We’re now up to date with my mission (yes, we’re now in real time!) to find a meaningful connection with a member of the opposite sex. I went on Date number eight, with a match who I’ve been speaking to for the past few months. After months of trading voice notes and flirty messages, I gave him a one time only deal to meet with me. Sounds brutal, but we’ve been dancing around meeting up for months. I told him I chase once and only once, so if he’d like to meet me, then now was his chance.
We went for a walk at a country park and he picked me up from my apartment. I don’t usually allow this of dates, as I don’t want them to know where I live. Like putting your seatbelt on in a car, it’s all about safety first! As we’ve been speaking so long, it feels as if I already know him well.
He is my type. Looks wise and personality. We get on so well. He’s everything I usually look for in a man. Kind, funny, witty and chatty…BUT…I just don’t know! If I could create anyone who would be an ideal match for me, it would be him. But I felt that there was something missing. Maybe because this is the type of guy I ALWAYS go for? Maybe I’m looking for something different? Maybe this is a slow burner with getting that ‘spark’?
We talked for hours and have so many things in common. I could see in his eyes the way he looked at me, he’s wanting to progress things. We kissed, but I didn’t feel the earth move. In previous relationships, that first kiss has got me going, my heart racing and feeling a little dizzy. It wasn’t a bad kiss. Maybe a bit too much lizard tongue for my liking though! He’s not got a Greek God physique like Daddy or as intellectual as PSB and I know I shouldn’t compare. These are men, not Primark jeans, but I can’t help it.

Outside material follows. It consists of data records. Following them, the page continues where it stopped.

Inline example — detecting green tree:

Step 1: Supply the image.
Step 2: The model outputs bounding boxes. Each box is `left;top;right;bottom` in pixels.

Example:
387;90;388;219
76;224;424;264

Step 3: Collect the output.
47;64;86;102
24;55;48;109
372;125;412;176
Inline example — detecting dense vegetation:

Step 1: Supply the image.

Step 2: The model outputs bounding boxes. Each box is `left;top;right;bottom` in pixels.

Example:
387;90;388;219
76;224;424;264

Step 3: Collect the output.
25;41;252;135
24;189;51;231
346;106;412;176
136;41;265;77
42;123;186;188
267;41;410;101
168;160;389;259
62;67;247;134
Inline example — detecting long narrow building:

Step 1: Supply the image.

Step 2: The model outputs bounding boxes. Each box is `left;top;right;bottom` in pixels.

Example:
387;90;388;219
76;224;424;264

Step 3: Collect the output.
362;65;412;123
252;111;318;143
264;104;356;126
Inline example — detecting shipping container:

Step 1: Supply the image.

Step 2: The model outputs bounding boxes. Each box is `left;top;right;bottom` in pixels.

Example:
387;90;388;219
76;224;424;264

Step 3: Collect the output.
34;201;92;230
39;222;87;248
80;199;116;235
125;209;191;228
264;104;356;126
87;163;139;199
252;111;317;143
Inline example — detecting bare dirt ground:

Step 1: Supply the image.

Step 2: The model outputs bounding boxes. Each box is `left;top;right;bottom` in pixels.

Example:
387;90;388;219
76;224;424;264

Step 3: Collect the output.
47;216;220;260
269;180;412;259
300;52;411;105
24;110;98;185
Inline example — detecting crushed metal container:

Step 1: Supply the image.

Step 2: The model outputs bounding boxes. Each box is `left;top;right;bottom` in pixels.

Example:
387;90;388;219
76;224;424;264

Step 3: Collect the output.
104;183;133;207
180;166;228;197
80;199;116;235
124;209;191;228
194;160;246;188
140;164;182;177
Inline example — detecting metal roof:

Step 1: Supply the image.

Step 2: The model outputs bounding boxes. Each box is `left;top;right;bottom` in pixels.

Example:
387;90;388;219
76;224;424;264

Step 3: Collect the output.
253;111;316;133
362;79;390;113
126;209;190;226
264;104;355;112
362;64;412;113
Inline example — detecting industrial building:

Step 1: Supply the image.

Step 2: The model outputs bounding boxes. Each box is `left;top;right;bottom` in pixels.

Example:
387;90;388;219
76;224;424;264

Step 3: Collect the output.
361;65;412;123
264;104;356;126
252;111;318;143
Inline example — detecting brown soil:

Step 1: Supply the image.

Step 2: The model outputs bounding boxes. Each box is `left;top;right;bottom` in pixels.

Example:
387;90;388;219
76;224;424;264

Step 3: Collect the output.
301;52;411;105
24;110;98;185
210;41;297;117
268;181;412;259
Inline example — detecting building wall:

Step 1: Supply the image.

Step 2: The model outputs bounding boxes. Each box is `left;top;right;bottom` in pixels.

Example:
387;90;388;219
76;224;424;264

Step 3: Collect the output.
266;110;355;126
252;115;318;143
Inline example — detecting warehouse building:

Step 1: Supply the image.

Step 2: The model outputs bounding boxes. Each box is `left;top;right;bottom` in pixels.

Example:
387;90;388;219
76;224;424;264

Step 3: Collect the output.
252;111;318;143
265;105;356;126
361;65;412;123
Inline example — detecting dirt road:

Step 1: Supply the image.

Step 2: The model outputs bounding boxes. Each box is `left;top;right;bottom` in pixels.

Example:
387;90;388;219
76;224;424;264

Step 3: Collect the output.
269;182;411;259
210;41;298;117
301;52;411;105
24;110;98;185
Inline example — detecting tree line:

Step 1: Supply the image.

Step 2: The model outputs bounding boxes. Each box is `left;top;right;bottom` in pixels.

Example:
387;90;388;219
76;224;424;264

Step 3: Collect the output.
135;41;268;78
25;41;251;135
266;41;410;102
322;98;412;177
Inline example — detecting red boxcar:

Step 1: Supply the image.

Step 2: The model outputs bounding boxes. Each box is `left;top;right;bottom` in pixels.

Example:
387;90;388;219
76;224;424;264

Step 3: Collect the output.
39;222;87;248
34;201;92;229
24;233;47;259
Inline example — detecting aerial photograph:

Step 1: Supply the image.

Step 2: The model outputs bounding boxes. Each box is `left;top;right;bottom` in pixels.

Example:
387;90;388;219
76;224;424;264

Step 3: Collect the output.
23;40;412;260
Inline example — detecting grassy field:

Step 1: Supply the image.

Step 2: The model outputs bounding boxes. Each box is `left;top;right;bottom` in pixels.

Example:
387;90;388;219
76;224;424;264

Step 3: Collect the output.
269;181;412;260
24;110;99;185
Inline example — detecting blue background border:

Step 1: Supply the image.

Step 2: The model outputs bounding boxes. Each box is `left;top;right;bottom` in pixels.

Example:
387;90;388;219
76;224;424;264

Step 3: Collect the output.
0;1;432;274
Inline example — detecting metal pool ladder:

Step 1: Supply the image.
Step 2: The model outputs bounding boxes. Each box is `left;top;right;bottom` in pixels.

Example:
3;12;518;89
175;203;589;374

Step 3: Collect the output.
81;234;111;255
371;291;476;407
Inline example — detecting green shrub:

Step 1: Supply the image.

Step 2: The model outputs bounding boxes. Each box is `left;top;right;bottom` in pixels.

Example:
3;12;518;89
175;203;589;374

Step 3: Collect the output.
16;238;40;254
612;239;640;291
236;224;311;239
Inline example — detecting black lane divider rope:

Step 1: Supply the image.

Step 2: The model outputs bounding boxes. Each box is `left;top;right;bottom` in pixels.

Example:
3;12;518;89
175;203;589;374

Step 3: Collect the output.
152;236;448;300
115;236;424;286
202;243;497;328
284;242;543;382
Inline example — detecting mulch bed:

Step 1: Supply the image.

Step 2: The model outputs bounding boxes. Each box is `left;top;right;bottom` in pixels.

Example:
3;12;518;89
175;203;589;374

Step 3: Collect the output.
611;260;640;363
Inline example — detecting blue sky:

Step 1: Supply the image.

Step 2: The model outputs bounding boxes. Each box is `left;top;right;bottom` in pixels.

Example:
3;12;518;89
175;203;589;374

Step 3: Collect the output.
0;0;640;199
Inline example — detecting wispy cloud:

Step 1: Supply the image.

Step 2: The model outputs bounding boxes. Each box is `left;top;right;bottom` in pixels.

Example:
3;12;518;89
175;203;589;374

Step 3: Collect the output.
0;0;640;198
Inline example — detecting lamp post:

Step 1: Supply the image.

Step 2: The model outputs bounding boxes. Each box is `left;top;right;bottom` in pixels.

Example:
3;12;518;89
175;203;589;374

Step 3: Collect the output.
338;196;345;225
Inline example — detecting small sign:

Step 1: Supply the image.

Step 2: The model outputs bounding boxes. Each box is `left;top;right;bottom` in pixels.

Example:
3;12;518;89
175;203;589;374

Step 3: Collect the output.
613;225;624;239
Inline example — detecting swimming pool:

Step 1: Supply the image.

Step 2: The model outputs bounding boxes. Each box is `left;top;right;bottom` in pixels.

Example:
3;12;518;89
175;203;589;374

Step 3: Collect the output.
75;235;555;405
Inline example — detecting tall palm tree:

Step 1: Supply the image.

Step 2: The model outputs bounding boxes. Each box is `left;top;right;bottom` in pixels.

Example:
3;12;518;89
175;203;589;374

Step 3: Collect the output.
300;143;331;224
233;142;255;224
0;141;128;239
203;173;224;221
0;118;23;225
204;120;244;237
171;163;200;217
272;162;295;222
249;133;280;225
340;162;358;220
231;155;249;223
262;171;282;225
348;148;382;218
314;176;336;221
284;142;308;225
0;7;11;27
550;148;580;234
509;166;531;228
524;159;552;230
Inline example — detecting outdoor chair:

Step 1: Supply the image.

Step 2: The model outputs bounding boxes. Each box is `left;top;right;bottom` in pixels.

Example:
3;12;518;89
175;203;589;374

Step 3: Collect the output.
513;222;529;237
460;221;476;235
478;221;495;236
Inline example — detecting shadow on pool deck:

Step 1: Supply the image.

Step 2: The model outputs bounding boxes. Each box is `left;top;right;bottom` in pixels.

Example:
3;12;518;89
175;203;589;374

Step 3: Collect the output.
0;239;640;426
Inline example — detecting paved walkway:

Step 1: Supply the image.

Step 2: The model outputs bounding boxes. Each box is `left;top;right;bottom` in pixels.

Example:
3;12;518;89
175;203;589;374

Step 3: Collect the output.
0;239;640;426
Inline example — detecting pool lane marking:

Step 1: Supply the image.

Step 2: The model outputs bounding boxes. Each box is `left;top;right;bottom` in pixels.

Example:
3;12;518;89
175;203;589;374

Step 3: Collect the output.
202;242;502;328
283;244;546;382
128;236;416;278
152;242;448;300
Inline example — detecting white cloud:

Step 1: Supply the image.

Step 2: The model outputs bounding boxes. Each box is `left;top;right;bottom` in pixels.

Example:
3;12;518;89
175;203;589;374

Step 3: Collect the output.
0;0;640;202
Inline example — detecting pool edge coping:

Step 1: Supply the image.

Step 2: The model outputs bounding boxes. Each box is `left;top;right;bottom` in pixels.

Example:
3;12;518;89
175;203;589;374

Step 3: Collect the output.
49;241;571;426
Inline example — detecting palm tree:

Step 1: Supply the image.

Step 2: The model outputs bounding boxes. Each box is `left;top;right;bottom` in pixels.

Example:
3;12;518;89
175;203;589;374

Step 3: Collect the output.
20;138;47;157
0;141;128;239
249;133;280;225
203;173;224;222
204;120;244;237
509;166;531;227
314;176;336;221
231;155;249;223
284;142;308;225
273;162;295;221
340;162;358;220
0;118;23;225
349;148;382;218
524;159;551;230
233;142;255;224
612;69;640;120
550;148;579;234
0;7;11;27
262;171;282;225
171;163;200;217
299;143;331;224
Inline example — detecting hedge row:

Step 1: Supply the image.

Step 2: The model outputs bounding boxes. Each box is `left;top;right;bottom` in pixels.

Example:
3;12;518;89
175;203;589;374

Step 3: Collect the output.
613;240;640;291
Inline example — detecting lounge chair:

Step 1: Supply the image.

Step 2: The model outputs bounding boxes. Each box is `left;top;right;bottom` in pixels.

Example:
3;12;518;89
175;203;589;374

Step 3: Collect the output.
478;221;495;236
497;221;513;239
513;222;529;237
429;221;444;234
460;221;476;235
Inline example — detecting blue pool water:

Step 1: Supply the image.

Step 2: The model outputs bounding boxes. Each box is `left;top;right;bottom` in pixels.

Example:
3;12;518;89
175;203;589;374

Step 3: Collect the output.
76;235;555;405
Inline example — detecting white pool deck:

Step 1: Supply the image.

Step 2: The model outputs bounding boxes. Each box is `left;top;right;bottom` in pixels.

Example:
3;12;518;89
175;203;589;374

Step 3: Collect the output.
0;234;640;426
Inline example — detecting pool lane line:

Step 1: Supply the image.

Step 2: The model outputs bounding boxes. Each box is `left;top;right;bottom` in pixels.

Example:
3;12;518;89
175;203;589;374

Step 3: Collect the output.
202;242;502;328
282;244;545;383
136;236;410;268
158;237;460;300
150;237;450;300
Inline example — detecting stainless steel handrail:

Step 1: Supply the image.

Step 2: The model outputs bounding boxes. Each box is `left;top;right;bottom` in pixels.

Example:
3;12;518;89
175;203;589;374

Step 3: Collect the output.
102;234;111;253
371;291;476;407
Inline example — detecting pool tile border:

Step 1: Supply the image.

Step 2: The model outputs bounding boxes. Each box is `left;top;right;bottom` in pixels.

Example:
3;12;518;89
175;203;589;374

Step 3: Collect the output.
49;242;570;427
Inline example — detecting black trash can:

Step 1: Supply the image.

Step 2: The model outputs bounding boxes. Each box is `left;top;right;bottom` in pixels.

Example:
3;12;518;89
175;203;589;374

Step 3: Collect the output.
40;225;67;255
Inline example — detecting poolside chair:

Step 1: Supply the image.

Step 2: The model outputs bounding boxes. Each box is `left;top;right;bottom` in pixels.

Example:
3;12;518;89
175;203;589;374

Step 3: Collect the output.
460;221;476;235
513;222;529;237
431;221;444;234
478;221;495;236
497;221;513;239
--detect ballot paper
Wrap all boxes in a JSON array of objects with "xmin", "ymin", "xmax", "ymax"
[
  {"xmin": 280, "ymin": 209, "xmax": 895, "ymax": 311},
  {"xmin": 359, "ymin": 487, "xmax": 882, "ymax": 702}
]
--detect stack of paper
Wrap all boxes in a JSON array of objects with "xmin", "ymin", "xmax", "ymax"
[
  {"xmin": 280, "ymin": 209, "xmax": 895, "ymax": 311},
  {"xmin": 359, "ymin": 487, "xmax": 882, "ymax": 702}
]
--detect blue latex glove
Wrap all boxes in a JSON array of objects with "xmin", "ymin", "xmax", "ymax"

Sitting here, balls deep in my ribs and wings combo, ignoring the pinging of my phone telling me of yet more Tinder messages to respond to, I feel tired. Not just because I’ve been chasing crickets and batting off flies all afternoon.
Is there such a thing as Dating Fatigue? I haven’t met as many men (so far!) as other women do in their quest for love, but I’m finding it draining. Over the course of the last six months, it’s just felt never ending. Maybe this is why I haven’t felt an instant spark with Mr Usual Type (UT) because I’m bloody knackered with it all. Have I got Dating Fatigue? I suppose if you play any game long enough, it gets exhausting and boring. This must be applicable to dating too.
Maybe I’ve fallen into that Tinder trap of too many options? Always looking out for something more due to there always being something more at just a simple swipe.
We live in a disposable society. Our jeans are ripped, we throw them away. You get bored of your sofa, you just buy a new one. Maybe this applies to dating too? Apps like Tinder have perhaps helped this apply to relationships. You feel as if you can always upgrade or replace if something doesn’t take your fancy or needs a bit of TLC. Rather than working at building a better connection or addressing an issue, we just swipe right, dispose of the last one and move onto the next. Dating has become disposable. Perhaps this is why we often treat others so badly on dating apps. We see others as commodities.
I just want to clarify – despite how this ridiculously long post reads and the fact I’m gorging on a meat feast fit for King Henry VIII, I’m neither drunk nor high.